Berlin : Gudrun Lechliter (Geb. 1953)

Sie lernte, wie viele Streifen die US-Flagge trägt, wer der erste Präsident war.

Tatjana Wulfert

Do not go gentle into that good night, schreibt Dylan Thomas. Geh Du nicht sanft in jene gute Nacht.
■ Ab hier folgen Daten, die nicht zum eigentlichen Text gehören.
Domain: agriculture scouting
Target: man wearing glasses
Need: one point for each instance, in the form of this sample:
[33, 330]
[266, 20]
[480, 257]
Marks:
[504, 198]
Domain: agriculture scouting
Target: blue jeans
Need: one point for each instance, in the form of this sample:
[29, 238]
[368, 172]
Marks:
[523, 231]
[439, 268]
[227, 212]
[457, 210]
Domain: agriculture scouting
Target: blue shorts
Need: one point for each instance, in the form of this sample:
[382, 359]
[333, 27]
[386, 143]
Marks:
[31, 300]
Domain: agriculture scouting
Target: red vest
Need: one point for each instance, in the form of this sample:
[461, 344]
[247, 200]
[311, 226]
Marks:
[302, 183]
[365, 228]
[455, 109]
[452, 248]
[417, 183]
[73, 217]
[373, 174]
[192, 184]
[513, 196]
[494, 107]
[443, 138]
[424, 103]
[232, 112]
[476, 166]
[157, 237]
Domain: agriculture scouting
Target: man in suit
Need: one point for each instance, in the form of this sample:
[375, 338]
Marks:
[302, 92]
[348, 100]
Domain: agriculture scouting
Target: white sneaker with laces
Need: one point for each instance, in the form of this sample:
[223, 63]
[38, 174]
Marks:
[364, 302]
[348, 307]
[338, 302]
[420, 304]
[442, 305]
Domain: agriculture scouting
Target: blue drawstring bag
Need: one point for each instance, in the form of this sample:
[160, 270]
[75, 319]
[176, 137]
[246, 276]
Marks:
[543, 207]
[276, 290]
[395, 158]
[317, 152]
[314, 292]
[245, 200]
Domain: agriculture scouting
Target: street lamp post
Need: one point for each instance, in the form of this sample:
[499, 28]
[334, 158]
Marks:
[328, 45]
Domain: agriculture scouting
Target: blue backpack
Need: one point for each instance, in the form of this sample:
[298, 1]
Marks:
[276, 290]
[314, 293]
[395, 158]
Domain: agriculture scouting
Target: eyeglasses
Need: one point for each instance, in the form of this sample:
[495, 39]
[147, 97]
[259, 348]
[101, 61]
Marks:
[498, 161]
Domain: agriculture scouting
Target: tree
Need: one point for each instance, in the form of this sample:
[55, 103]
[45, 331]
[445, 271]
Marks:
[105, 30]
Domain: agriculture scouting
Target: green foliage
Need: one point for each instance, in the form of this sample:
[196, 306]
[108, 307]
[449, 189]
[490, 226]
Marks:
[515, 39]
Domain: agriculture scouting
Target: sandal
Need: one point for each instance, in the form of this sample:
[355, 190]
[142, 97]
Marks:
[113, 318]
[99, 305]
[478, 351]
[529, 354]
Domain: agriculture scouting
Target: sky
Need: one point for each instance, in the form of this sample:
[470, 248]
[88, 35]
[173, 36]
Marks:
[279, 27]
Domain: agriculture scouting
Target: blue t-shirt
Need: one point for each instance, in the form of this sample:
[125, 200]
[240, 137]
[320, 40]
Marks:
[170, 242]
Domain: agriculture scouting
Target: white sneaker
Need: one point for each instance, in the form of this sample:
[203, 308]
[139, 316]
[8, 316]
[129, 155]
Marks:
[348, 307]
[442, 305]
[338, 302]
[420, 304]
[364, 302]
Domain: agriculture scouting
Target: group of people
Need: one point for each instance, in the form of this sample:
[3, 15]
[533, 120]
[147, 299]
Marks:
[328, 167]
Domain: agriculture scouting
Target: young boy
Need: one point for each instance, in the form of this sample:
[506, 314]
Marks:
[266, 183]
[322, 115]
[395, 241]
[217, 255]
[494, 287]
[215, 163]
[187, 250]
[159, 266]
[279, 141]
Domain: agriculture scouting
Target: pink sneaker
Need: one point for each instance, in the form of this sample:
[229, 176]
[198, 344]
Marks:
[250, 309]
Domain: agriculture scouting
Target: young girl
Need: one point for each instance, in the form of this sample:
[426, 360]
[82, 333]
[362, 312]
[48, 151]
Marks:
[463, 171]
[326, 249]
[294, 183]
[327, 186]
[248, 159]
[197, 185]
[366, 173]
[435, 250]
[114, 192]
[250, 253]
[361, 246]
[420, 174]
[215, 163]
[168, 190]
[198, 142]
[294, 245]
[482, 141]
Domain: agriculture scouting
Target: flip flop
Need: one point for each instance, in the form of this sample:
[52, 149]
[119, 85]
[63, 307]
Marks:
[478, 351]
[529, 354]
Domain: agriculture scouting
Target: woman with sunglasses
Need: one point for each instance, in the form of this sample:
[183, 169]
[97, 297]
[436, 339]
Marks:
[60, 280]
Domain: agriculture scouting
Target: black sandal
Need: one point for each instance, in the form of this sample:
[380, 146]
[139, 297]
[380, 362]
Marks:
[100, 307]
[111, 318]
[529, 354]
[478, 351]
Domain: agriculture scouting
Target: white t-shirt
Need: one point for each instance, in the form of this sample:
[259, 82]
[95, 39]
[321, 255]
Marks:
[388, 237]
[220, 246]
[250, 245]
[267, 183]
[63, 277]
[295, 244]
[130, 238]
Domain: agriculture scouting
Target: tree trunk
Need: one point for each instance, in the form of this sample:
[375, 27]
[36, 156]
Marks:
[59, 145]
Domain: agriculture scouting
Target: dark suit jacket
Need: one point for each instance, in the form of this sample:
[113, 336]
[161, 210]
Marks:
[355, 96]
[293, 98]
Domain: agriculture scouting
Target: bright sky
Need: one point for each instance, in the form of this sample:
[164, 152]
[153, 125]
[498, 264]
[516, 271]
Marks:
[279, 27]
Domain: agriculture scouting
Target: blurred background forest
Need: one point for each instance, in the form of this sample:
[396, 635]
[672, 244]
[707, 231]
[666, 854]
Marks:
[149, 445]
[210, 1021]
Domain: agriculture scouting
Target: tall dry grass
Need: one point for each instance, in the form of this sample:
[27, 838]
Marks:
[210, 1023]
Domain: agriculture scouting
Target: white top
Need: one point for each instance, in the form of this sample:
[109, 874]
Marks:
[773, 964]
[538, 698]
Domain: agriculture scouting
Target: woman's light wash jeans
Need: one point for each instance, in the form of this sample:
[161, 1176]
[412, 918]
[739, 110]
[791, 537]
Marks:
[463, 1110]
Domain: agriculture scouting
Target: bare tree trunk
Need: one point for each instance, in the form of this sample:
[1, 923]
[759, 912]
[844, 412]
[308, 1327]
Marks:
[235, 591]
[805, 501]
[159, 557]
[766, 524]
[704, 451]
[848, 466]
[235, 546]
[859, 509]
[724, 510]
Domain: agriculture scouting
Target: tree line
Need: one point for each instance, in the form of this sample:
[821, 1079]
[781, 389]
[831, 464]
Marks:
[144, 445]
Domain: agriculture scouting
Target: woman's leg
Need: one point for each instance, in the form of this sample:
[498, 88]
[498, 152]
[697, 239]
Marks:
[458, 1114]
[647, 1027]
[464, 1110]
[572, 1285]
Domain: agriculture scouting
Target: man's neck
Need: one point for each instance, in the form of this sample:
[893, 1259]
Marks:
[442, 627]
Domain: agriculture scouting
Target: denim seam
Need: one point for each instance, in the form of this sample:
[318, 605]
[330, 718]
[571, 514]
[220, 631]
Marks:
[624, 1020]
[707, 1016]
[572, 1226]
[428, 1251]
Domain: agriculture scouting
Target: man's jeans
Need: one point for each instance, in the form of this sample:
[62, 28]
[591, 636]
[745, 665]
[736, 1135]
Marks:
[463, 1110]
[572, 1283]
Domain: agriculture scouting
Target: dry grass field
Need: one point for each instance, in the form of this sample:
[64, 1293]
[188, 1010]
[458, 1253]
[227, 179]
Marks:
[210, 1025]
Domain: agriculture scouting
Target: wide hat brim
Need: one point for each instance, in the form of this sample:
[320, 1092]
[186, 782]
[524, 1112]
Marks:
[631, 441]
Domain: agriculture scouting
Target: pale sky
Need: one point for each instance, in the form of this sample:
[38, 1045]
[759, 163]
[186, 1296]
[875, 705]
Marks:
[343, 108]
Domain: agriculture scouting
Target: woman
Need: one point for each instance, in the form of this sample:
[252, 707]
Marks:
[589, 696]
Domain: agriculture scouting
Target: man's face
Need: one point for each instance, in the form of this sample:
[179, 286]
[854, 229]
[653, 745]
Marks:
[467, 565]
Jerry Lechliter sitzt am Schreibtisch, vor dem Bildschirm, denkt an das Gedicht, an gentle, an that good night, horcht, ob er Geräusche hört, aus Gudruns Zimmer, möchte sie etwas trinken, hat sie Schmerzen, schaut wieder auf den Computer, sagt laut das Wort No, tippt entschlossen die Zeile: She went not gentle into that dark night, but raged. – Sie ging nicht sanft in jene dunkle Nacht, sondern wütend.

Jerry schreibt einen Nachruf für Gudrun. Sie haben darüber gesprochen. Er möchte, dass sie weiß, wie sehr er sie liebt, wie sehr er sie vermissen wird.

Vor dreißig Jahren ist Gudrun mit Jerry gegangen, von Wilmersdorf, Berlin, nach Sierra Vista, Arizona.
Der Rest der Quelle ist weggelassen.